Once symptoms set in, it was a swift demise. First, they'd have trouble walking, a sign that they were about to lose control over their limbs. They'd also lose control over their emotions, which is why people called it the "laughing death." Within a year, they couldn't get up off the floor, feed themselves, or control their bodily functions. Many locals were convinced it was the result of sorcery. The disease primarily hit adult women and children younger than eight years old. In some villages, there were almost no young women left.

"They were obsessed with trying to save themselves because they knew demographically that they were on the brink of extinction," said Shirley Lindenbaum, a medical anthropologist with the City University of New York. After ruling out an exhaustive list of contaminants, researchers thought it must be genetic. So in 1961, Lindenbaum traveled from village to village, mapping family trees so researchers could settle the issue.
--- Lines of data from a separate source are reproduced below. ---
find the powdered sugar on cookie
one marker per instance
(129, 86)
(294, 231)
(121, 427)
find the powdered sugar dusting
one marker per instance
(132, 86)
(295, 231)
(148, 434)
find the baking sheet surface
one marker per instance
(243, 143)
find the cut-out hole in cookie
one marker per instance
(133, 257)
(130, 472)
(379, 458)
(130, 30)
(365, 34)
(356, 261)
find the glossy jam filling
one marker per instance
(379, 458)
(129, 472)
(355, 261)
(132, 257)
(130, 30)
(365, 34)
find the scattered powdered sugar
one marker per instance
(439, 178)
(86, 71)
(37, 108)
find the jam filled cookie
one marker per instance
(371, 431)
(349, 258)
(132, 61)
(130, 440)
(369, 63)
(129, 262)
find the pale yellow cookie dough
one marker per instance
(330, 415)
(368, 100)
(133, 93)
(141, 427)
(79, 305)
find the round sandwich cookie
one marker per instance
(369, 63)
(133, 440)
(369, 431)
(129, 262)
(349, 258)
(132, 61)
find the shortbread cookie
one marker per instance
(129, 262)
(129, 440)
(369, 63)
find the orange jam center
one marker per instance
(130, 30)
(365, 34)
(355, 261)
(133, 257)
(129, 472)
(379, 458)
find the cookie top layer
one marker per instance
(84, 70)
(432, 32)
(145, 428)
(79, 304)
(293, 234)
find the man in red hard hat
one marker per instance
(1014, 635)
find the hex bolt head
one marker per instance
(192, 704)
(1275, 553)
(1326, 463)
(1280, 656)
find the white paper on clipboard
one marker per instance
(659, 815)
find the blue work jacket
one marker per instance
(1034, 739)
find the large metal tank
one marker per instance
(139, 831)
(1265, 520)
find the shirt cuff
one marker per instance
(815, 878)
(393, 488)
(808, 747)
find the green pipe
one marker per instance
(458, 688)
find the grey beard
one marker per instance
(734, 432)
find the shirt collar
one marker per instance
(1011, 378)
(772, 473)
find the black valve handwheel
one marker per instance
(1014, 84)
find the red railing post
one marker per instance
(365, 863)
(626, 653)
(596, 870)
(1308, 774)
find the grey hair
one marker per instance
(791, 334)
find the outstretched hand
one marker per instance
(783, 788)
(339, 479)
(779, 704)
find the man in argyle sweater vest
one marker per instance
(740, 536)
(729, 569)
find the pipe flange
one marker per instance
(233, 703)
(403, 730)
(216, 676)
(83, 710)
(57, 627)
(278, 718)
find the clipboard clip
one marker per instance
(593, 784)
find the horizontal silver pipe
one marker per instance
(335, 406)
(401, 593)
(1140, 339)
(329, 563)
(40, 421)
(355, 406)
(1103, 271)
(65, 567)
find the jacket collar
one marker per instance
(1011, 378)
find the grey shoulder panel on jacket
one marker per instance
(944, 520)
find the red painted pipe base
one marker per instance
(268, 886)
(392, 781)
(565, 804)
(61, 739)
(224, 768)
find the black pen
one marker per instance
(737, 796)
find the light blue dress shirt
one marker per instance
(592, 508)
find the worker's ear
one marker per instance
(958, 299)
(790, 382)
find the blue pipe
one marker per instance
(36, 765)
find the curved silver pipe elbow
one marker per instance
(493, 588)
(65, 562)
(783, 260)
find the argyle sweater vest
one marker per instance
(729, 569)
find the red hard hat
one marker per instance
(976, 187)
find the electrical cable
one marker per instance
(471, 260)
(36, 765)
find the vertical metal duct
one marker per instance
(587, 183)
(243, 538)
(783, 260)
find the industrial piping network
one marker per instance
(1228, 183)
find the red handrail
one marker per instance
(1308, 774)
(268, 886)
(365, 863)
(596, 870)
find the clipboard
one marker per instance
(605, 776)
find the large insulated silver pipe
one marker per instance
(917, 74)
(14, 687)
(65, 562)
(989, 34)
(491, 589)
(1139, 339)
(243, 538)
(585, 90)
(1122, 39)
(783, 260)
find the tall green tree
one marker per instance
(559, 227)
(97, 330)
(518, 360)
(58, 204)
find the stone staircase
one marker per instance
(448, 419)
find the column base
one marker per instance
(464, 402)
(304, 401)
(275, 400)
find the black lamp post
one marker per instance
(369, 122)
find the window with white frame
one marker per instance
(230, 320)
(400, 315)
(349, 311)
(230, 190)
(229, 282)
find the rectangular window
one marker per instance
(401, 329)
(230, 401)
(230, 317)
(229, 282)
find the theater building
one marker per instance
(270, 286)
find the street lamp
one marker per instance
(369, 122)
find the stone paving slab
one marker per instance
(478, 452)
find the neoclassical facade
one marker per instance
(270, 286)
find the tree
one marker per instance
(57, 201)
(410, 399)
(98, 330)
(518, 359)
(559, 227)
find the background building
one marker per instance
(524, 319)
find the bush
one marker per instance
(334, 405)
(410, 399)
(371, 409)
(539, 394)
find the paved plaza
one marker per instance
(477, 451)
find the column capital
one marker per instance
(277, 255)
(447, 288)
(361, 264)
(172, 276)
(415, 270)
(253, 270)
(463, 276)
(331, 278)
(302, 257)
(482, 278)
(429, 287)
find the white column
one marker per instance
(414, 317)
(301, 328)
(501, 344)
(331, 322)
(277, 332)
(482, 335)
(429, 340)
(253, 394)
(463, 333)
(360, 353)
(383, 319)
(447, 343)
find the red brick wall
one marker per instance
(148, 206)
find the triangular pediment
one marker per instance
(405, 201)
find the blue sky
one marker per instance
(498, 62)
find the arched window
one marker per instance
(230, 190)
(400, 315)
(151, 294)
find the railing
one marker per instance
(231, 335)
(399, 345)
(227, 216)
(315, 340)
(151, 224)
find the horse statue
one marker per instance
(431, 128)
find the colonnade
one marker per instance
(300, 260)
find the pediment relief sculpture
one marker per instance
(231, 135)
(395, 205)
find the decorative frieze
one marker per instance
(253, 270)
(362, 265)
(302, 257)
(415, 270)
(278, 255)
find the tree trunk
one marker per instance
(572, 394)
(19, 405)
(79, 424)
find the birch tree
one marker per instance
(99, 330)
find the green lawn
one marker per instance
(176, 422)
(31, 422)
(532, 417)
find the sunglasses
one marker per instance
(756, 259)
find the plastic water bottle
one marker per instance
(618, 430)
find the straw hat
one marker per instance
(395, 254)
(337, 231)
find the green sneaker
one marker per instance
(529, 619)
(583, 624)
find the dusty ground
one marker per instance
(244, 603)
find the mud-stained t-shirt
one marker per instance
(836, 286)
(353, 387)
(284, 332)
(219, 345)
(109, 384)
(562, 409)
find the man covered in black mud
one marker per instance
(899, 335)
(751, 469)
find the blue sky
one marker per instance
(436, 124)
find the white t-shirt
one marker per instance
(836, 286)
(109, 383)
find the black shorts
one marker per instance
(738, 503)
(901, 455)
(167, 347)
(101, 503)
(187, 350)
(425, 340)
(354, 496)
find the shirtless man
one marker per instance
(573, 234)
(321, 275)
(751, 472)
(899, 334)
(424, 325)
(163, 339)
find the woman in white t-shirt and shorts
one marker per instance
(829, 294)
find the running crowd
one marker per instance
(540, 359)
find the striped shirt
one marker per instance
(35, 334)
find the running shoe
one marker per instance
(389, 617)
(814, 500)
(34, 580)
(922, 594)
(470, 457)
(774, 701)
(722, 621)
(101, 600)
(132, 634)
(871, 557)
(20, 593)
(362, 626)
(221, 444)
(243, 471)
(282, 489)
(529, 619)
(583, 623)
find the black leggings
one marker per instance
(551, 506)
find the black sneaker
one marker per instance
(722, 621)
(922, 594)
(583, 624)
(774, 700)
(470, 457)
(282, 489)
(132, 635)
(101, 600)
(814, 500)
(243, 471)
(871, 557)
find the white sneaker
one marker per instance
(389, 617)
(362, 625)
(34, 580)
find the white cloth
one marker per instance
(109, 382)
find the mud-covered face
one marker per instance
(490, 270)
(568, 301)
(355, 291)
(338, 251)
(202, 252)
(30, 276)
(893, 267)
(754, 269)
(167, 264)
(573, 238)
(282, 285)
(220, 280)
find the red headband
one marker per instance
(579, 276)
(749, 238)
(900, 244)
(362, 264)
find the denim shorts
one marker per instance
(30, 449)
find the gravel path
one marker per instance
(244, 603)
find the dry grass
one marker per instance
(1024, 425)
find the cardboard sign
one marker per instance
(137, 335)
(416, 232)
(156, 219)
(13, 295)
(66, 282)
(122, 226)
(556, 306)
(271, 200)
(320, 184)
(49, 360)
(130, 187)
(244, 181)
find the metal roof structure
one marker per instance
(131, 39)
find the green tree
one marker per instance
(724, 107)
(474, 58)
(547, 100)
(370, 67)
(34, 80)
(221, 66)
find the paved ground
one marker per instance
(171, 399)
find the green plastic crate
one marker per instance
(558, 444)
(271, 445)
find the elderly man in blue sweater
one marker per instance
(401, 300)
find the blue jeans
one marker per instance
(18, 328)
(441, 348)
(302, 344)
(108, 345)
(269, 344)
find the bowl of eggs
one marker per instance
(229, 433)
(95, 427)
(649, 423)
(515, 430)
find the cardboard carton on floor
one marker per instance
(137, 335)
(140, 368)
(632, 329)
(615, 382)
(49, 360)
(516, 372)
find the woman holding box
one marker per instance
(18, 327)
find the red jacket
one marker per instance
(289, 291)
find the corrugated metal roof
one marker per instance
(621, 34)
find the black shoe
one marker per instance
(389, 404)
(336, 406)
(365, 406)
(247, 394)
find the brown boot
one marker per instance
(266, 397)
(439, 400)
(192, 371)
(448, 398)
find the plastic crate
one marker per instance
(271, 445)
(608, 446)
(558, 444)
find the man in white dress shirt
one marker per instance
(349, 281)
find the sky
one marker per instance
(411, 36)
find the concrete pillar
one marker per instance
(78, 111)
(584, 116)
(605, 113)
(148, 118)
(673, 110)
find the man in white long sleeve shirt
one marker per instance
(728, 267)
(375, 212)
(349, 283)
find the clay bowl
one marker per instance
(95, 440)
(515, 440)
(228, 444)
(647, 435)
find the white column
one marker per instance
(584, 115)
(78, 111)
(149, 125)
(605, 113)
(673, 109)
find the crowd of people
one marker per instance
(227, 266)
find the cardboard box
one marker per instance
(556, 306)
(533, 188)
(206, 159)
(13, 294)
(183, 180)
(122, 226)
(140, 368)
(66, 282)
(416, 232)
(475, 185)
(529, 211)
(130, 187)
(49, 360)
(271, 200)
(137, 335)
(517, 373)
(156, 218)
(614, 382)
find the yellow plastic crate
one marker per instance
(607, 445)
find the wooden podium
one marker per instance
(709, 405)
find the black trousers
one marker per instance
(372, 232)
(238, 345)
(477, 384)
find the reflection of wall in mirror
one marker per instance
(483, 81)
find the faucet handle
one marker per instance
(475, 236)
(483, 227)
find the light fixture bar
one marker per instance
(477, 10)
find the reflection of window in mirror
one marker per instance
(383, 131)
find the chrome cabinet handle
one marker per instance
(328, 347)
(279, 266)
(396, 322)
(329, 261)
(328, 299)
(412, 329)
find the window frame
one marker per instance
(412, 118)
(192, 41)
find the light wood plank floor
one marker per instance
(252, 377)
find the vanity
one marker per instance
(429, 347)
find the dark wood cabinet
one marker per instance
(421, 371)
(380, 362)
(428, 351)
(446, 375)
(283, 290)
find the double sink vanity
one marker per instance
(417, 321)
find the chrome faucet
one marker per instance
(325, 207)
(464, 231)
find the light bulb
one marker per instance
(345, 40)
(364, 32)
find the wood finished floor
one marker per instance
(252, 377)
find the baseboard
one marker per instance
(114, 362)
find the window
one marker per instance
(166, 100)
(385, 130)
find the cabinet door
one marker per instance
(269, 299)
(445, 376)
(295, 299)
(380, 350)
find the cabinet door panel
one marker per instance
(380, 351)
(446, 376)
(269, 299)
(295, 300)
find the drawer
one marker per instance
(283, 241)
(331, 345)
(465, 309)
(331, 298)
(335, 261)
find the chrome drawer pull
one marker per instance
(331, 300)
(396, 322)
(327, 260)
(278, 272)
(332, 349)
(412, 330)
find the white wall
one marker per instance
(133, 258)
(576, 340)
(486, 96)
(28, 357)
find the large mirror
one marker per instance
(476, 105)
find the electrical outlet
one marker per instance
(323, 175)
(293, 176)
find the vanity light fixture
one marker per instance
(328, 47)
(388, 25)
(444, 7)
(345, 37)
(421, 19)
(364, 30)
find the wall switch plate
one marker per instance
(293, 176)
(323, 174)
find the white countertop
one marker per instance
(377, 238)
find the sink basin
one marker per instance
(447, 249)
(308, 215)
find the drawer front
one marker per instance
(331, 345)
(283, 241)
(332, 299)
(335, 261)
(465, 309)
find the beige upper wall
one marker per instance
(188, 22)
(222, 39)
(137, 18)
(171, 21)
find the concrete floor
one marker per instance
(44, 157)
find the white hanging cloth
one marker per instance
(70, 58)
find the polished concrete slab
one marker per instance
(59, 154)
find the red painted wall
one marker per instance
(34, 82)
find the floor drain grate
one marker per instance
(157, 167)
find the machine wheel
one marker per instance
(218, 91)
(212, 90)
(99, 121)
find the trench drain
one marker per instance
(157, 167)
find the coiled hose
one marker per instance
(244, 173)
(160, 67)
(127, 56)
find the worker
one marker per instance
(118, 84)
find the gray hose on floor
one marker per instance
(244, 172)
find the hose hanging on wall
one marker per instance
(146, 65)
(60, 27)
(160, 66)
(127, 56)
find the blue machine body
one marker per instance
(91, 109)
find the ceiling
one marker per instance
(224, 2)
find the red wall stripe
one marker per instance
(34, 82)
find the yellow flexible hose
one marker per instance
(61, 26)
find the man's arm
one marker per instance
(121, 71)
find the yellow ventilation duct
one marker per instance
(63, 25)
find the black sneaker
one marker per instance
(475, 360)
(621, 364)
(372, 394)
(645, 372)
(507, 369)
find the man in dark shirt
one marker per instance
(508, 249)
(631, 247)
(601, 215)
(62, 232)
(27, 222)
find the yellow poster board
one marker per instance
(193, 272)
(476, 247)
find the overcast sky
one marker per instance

But Lindenbaum, who continues to write about the epidemic, knew it couldn't be genetic because it affected women and children in the same social groups but not in the same genetic groups. She also knew that it had started in villages in the north around the turn of the century and then moved south over the decades.

Lindenbaum had a hunch about what was going on, and she turned out to be right. It had to do with funerals. Specifically, it had to do with eating dead bodies at funerals. In many villages, when a person dies, they are cooked and consumed. It was an act of love and grief. As one medical researcher described, "If the body was buried, it was eaten by worms; if it was placed on a platform, it was eaten by maggots; the Fore believed it was much better than the body was eaten by people who loved the deceased than by worms and insects."

Finally, after urging from researchers like Lindenbaum, biologists came around to the idea that the strange disease stemmed from eating dead people. The case was closed after a group at the U.S. National Institutes of Health injected infected human brains into chimpanzees and watched symptoms of kuru develop in the animals months later.